Likely Causes - Edge bounds too small for bursty workloads. - Overflow policy not aligned with workload (e.g., drop vs block vs latest vs coalesce). - Upstream/downstream rate mismatch or blocking operations in critical paths.

What To Try 1) Inspect edge configuration: - Increase bounds for bursty edges. - Switch to “block” if you need strict delivery (with awareness of backpressure). - Use “latest” or “coalesce” for high‑frequency updates where only the latest state matters. 2) Balance node workloads: - Move blocking I/O to async or dedicated executors. - Batch processing where appropriate. 3) Add lightweight metrics/logs: - Track enqueue/dequeue counts and overflow events per edge. 4) Validate fairness: - Ensure scheduler policies aren’t starving a node.

What to Collect (Redacted) - Edge definitions with bounds and policy names (no payload schemas required). - Logs: - event="edge_overflow", edge_id="E_X", policy="drop", dropped=123 - Metrics snapshot: queue_depth, overflow_count.

B) Scheduler Starvation or Unfairness Symptoms - Certain nodes rarely run or lag behind others. - Control-plane tasks take too long to apply.

Likely Causes - Misconfigured fairness or long‑running tasks monopolizing execution. - Blocking operations in async contexts causing event loop stalls. - High contention on shared resources.
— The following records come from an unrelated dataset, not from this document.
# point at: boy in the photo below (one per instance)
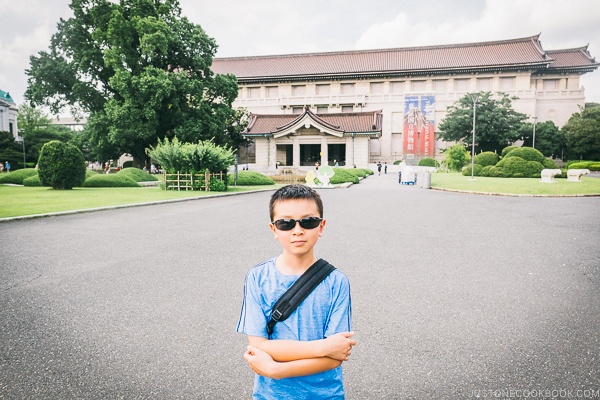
(303, 356)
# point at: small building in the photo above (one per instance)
(8, 114)
(304, 106)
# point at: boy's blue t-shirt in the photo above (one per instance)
(325, 312)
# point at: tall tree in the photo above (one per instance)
(582, 133)
(548, 138)
(142, 72)
(496, 123)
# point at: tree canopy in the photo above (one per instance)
(496, 123)
(141, 71)
(582, 133)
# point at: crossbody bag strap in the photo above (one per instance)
(296, 294)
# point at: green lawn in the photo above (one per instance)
(22, 200)
(522, 186)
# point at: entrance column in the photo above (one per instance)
(324, 152)
(296, 153)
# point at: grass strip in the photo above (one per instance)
(18, 201)
(516, 186)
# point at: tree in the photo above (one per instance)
(548, 138)
(496, 124)
(37, 129)
(61, 165)
(141, 71)
(582, 133)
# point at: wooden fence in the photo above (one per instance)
(180, 181)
What To Try 1) Audit node work: - Break long tasks into smaller units. - Use asyncio-friendly APIs; offload blocking calls. 2) Verify control-plane prioritization: - Ensure control operations have clear priority. 3) Tune fairness strategy: - If available, try round‑robin vs weighted fairness; adjust weights.

What to Collect (Redacted) - Summary of node durations (ranges). - Structured logs around scheduling decisions (no payloads). - Minimal graph snapshot: node names, edge topology (no secrets).
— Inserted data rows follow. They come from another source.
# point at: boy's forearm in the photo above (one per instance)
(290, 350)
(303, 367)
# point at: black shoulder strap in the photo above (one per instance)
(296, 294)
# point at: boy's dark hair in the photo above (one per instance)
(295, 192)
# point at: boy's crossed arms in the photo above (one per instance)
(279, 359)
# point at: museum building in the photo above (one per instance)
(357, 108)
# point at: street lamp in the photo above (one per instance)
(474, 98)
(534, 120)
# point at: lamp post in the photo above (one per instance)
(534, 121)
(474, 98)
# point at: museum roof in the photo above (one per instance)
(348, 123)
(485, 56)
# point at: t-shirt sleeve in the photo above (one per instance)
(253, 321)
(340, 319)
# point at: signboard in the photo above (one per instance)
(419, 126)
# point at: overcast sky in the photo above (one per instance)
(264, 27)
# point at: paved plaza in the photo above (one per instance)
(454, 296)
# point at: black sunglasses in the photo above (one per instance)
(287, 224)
C) Shutdown Hangs or Unclean Teardown Symptoms - Runtime fails to exit promptly. - Nodes’ on_stop hooks not called or appear stuck. - In‑flight work not draining.

Likely Causes - Blocking operations in shutdown paths. - Pending tasks waiting on unbounded or stuck conditions. - Missing timeouts or cancellation guards.

What To Try 1) Add timeouts to on_stop and drain operations. 2) Ensure idempotent on_stop; avoid new work on shutdown. 3) Emit logs for lifecycle transitions: - on_stop start/end markers. 4) Use policies to drain or drop remaining work per edge.

What to Collect (Redacted) - Logs: - event="shutdown_initiated" - event="node_stopping", node_id=... - event="node_stopped", node_id=... - Note any tasks still pending after timeout.

D) Validation Errors or Unexpected Payload Handling Symptoms - Frequent validation failures. - Error events contain too little or too much detail.

Likely Causes - Mismatched schema vs runtime data shape. - Validation placed at incorrect boundary. - Error policy not configured as intended.

What To Try 1) Validate at boundaries: - Apply TypedDict/Pydantic validators at ingress/egress points. 2) Tighten/loosen schema choices: - Optional fields vs required fields in evolving systems. 3) Confirm privacy posture: - Verify “no payloads in error events” is enforced; attach only metadata.

What to Collect (Redacted) - Schema shape (names and types only; no values). - Error logs without payload contents: - event="validation_error", node_id="N_A", error_type="SchemaMismatch"

E) Logging/Tracing Too Verbose or Too Sparse Symptoms - High log volume impacting performance. - Not enough information to diagnose issues.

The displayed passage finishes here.